Purpose: We studied sedation utilization in infants undergoing MRI scanning before and after implementing an MRI bundle.
Methods: This cohort study utilized a pre- post-intervention design. An MRI bundle, including a process map, a safety checklist and a questionnaire collecting detailed information on sedation, were developed for our off-unit MRI suite. Pre-intervention group included infants scanned March 2018 to February 2019, and Post-intervention group March 2019 to February 2022. We hypothesized that sedation rates would significantly decrease following the intervention.
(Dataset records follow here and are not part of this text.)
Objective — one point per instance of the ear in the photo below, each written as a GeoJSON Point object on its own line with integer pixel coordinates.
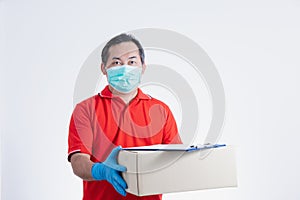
{"type": "Point", "coordinates": [103, 69]}
{"type": "Point", "coordinates": [143, 68]}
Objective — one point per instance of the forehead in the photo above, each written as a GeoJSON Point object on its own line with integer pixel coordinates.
{"type": "Point", "coordinates": [123, 49]}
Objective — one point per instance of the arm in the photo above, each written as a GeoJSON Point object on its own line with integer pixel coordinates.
{"type": "Point", "coordinates": [108, 170]}
{"type": "Point", "coordinates": [82, 166]}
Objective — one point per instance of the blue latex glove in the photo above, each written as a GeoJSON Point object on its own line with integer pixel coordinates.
{"type": "Point", "coordinates": [110, 170]}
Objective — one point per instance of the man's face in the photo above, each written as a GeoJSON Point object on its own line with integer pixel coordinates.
{"type": "Point", "coordinates": [125, 53]}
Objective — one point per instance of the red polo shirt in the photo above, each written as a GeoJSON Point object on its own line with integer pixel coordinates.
{"type": "Point", "coordinates": [104, 121]}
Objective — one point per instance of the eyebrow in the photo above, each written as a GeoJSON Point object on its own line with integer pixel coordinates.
{"type": "Point", "coordinates": [117, 58]}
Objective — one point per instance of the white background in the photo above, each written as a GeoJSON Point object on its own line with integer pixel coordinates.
{"type": "Point", "coordinates": [255, 46]}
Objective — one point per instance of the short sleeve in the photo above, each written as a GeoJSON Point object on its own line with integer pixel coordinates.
{"type": "Point", "coordinates": [171, 135]}
{"type": "Point", "coordinates": [80, 137]}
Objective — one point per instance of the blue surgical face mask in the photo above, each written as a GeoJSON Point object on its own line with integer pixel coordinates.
{"type": "Point", "coordinates": [124, 78]}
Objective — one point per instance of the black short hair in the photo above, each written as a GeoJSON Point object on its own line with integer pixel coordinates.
{"type": "Point", "coordinates": [124, 37]}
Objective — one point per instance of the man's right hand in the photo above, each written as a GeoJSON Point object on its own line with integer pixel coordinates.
{"type": "Point", "coordinates": [110, 170]}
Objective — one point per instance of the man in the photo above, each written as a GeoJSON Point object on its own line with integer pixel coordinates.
{"type": "Point", "coordinates": [120, 116]}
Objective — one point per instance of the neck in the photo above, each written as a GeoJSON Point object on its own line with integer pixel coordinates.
{"type": "Point", "coordinates": [126, 97]}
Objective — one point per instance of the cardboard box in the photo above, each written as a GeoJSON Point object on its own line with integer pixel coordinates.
{"type": "Point", "coordinates": [158, 172]}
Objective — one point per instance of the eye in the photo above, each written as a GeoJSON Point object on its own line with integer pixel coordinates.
{"type": "Point", "coordinates": [131, 62]}
{"type": "Point", "coordinates": [116, 62]}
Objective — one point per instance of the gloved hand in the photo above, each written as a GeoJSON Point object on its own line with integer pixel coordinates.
{"type": "Point", "coordinates": [110, 170]}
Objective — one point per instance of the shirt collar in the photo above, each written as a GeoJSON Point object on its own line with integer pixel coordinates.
{"type": "Point", "coordinates": [106, 93]}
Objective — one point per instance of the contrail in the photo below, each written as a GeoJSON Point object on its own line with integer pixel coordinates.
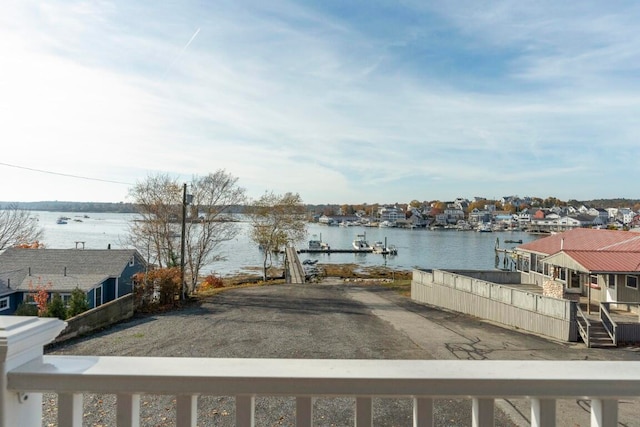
{"type": "Point", "coordinates": [181, 52]}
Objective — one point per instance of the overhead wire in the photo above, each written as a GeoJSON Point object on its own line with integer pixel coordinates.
{"type": "Point", "coordinates": [64, 174]}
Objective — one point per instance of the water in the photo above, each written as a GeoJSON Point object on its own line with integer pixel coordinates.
{"type": "Point", "coordinates": [416, 248]}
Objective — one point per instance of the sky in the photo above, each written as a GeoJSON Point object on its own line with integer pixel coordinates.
{"type": "Point", "coordinates": [342, 102]}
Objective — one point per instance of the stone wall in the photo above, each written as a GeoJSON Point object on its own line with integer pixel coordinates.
{"type": "Point", "coordinates": [98, 318]}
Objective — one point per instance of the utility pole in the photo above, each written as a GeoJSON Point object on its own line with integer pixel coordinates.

Results: In the study, 229 infants in the Pre-Intervention group and 764 infants in the Post-Intervention group underwent MRI scanning. Sedation use decreased by 62%, from 29% pre-intervention to 18% post-intervention ( P = 0.0003). Post-intervention infants were 47.6% less likely to be sedated, adjusting for gestation-corrected age (OR 0.524 [0.369, 0.745]; P < 0.01). Each 1-week increase in gestation-corrected age was associated with a 7.1% increase in the odds of sedation, controlling for the intervention time-period (OR 1.071 [1.022, 1.122]; P = 0.004). The questionnaire was completed 72% of the time in the post-intervention group.
Implication for practice and research: A standardized approach and protocol development can significantly reduce sedation for neonatal MRI. This study offers guidance for future research and integrated care interventions across medical teams.